Au milieu du Parc des expositions et sous le périphérique, personne ne prête trop attention aux premiers travaux sur cette artère qui relie Paris à Issy-les-Moulineaux (Hauts-de-Seine). Mais chacun y va de son avis.
"Arrêter avec ces délires"
Nassera, 53 ans, redoute "beaucoup de monde" dans le quartier.
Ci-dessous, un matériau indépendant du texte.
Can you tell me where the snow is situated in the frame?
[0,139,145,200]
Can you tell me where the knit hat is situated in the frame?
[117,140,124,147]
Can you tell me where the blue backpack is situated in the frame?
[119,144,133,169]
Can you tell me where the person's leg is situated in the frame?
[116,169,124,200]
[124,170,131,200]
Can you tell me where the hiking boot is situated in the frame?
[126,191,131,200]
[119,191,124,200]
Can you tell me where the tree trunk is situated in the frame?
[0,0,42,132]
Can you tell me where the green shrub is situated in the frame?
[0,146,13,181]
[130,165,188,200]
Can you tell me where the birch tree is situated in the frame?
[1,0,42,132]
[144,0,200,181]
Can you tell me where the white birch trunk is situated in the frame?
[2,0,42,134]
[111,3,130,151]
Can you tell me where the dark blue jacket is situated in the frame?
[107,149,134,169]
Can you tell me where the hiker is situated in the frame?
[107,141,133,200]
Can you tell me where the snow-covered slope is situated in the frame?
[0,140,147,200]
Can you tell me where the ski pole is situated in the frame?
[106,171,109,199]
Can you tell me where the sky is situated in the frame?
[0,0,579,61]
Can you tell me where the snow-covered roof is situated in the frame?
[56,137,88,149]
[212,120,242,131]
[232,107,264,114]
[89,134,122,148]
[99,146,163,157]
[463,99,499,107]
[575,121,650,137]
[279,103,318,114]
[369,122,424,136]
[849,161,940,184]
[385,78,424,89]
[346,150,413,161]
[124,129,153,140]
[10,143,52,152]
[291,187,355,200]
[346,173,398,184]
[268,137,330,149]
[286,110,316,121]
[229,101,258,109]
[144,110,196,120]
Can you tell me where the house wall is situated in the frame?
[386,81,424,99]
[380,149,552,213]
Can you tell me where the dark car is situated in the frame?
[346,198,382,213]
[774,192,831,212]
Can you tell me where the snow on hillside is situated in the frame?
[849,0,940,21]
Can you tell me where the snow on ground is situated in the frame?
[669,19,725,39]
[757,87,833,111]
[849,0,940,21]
Pour Rémi, éducateur spécialisé de 34 ans, "il faut arrêter avec ces délires" car "il y a assez de tours comme ça". Un autre passant redoute lui des "problèmes d'embouteillage, de circulation, de transports en commun".
Du côté des "pour", Thierry, 52 ans, pense que la tour va permettre "une transition entre Paris et Issy". "Il y a des grandes capitales internationales qui évoluent, comme Londres", juge cet Isséen pour qui le choix du site, sans vis-à-vis direct, a été fait "de manière intelligente".
Le tour "va redynamiser le quartier", positive Anne, une propriétaire qui espère voir "monter le prix du m2".
La tour ne commencera à sortir de terre qu'à l'été 2023, pour finir d'être érigée mi-2025 et livrée en 2026, selon le calendrier du promoteur, le géant des centres commerciaux Unibail-Rodamco-Westfield (URW) qui anticipe 5.000 emplois directs et indirects pendant le chantier et 5.000 collaborateurs installés à terme.
De quoi redonner espoir à des commerces à la peine après deux ans de crise sanitaire. "Tout le quartier vit avec les salons" du Parc des expositions, "c'est très dur pour nous", souligne Tran, gérante d'un restaurant de sushi.
"Depuis deux jours que le chantier est ouvert, on bosse bien le matin, les patron des sous-traitants payent le café", note une serveuse du Dupont qui redoute en revanche "la poussière en terrasse".
"Réversibilité"
Pour faire accepter son projet, URW met en avant les 1.000 m2 de panneaux photovoltaïques, le "béton bas carbone" et la "réversibilité" de la tour, critiquée pour faire la part belle à des bureaux (75% d'espaces de travail) pourtant mis à mal par le télétravail.
"Demain, on pourra si on le souhaite transformer 30.000 m2 de bureaux en logements", affirme URW.
Pas de quoi convaincre Christine Nedelec, présidente de France Nature Environnement (FNE) Paris et SOS Paris, qui dénonce une "impasse verticale avec une pléthore d'ascenseurs" et "une tour-barre de 150 m de long". "C'est faux de dire qu'il n'y aura pas d'ombre", assure-t-elle.
"Sa forme a été définie pour ne pas générer d'ombre sur les riverains" mais en "majorité" sur le Parc des expos, répond Vincent Jean-Pierre, directeur du développement bureaux et projets mixtes chez URW.
Les opposants espèrent toujours pouvoir arrêter le chantier, notamment grâce à l'enquête préliminaire pour "favoritisme" ouverte en juin 2021 autour de la concession.
Jeudi 10 février, Patrice Maire, président de l'association Monts 14, a demandé à Emmanuel Macron un moratoire sur les travaux, s'appuyant sur un document récent de l'Unesco demandant à l'Etat de redéfinir la zone tampon entourant les Rives de Seine, classées au patrimoine mondial.